The Post library is open every day of the week. Golfing and bowling also are available to officers of this station in the City of Dover. Sports and games are available at and through the gym including basketball, badminton, baseball, boxing, football, medicine ball, horseshoes, softball, mat work weight-lifting, volleyball and wrestling and there is a dance at the Officers’ Club once each week. All other activities at the club are announced in the notices on the Officers’ Club bulletin board and through the daily Bulletin.
As a newly arrived student I have many questions regarding my stay here at the base: Where do I eat? What kind of Post Exchange (PX) do we have? Where can I attend religious services? There are two places to eat on base: the Officers’ Club and the PX. The price of meals at the Officers’ Club is Breakfast – 30¢, Lunch and Supper – 40¢.
Our PX is one of the best. A stock of uniforms, shirts, etc. is carried and others may be ordered. They have a swell lunch and ice-cream counter and carry a large selection of toilet articles, gifts, candy, cigarettes and cigars. And, an area for relaxation is also available.
The Post Chapel is located just north of the PX. Services are available for all denominations including Catholic, Protestant, Jewish and Christian Science. Christian Science services are held in the Base Legal Office. All officers also have the opportunity to attend one of the numerous churches of Dover.
The officer’s wives who have accompanied their husbands may join the Women’s Club of Dover Army Air Field and volunteer for the Red Cross for the purpose of making dressings for the Post Hospital and volunteering with the Mobile Canteen.
These and many other questions were answered. But right now—on with my duty!

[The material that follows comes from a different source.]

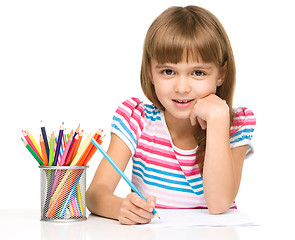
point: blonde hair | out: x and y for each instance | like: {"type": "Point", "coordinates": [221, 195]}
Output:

For most of the war, Dover was primarily a P-47 fighter training base. Built in greater quantities than any other US fighter, the P-47 was the heaviest single-engine WWII fighter to go into production. The Thunderbolt performed 546,000 combat sorties between March of 1943 and August 1945.
Seven squadrons in all from the 365th and the 83rd Fighter Groups (both stationed at Dover AAF) were involved in preparing these pilots for European combat. The 365th Fighter Group “Hell Hawks” included the 386th, 387th and 388th Fighter Squadrons. Their stay at Dover was brief, only three months as an operational warm-up for their overseas assignment. The 365th was posted to a combat tour in England in December 1943 with 9th Air Force.
The 83rd Fighter Group included the 448th, 532nd, 533rd, and 534th Fighter Squadrons. It was a training unit designed to train individual pilots in a stream of replacements for other combat crews, lost or transferred from the combat zone. It was attached to the Philadelphia Fighter Wing from November 22, 1943 to April 10, 1944, when it was disbanded and redesignated as the 125th Base Unit, from April 10, 1944 to September 15, 1944. Another redesignation came on September 15, 1944 when it was re-named the 125th AAF Base Unit (Fighter).
From July 1, to September 30, 1945 the primary mission of the 125th changed from training fighter pilots to the pre-separation of personnel from the service and continued to do so until its termination at Dover AAF on March 31, 1946.